Esse dado, que parece um "elefante na sala" do debate público, inspira de maneira oblíqua o novo longa de Gabriel Mascaro, "O Último Azul", vencedor do Urso de Prata no 75º Festival de Berlim, que estreia nos cinemas nesta quinta-feira (28/08).
Ambientado em um futuro próximo, sem avanços tecnológicos notáveis e com a desigualdade social intacta, o filme projeta um cenário em que o governo encontra uma solução radical para o envelhecimento populacional.
Ao completar 75 anos, todos os cidadãos são enviados compulsoriamente para a Colônia, espaço onde passam os "últimos anos" de vida em nome da "produtividade" nacional.
É nesse contexto que acompanhamos Tereza (Denise Weinberg), funcionária de uma indústria de carne de jacaré no coração da Amazônia.
Aos 77 anos, ela é obrigada a se aposentar e a antecipar sua ida para a Colônia após uma mudança na burocracia estatal. Mas, em vez de se submeter ao destino imposto, inicia uma jornada poética de autoconhecimento e liberdade.
Distopia e crítica social
Nos primeiros 20 minutos, Mascaro constrói a engrenagem distópica: sequências repetitivas reforçam o peso do Estado numa sociedade regida pela eficiência e pela utilidade - reflexo incômodo de dilemas muito atuais.

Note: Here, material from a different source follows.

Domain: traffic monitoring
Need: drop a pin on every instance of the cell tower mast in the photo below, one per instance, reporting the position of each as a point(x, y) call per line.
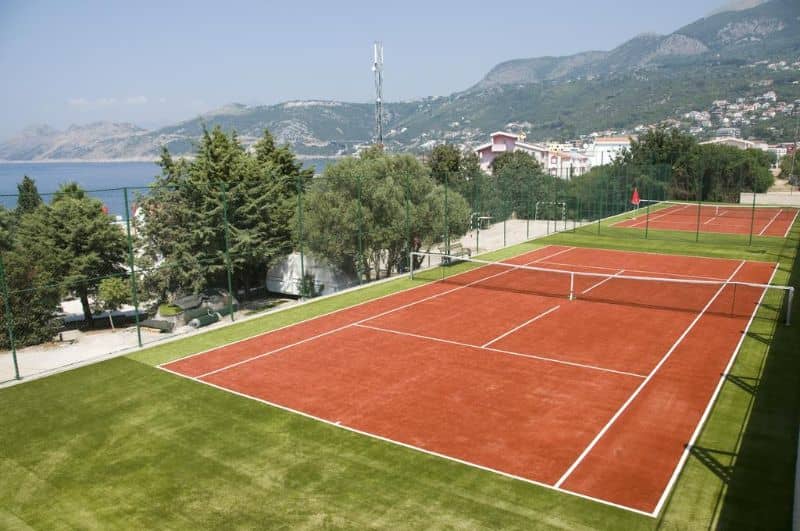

O diretor já havia explorado esse viés distópico em "Divino Amor" (2019), em que um Brasil futurista sucumbe ao fundamentalismo religioso.
Desde os documentários "Um Lugar ao Sol" (2009) e "Doméstica" (2012), Mascaro demonstra sensibilidade para registrar tensões sociais. Com "Boi Neon" (2015), firmou-se internacionalmente, e agora entrega o que pode ser sua obra mais madura.
A jornada de Tereza
Na segunda metade, "O Último Azul" transforma-se quando a personagem decide realizar um antigo desejo antes de partir para a Colônia: voar de avião.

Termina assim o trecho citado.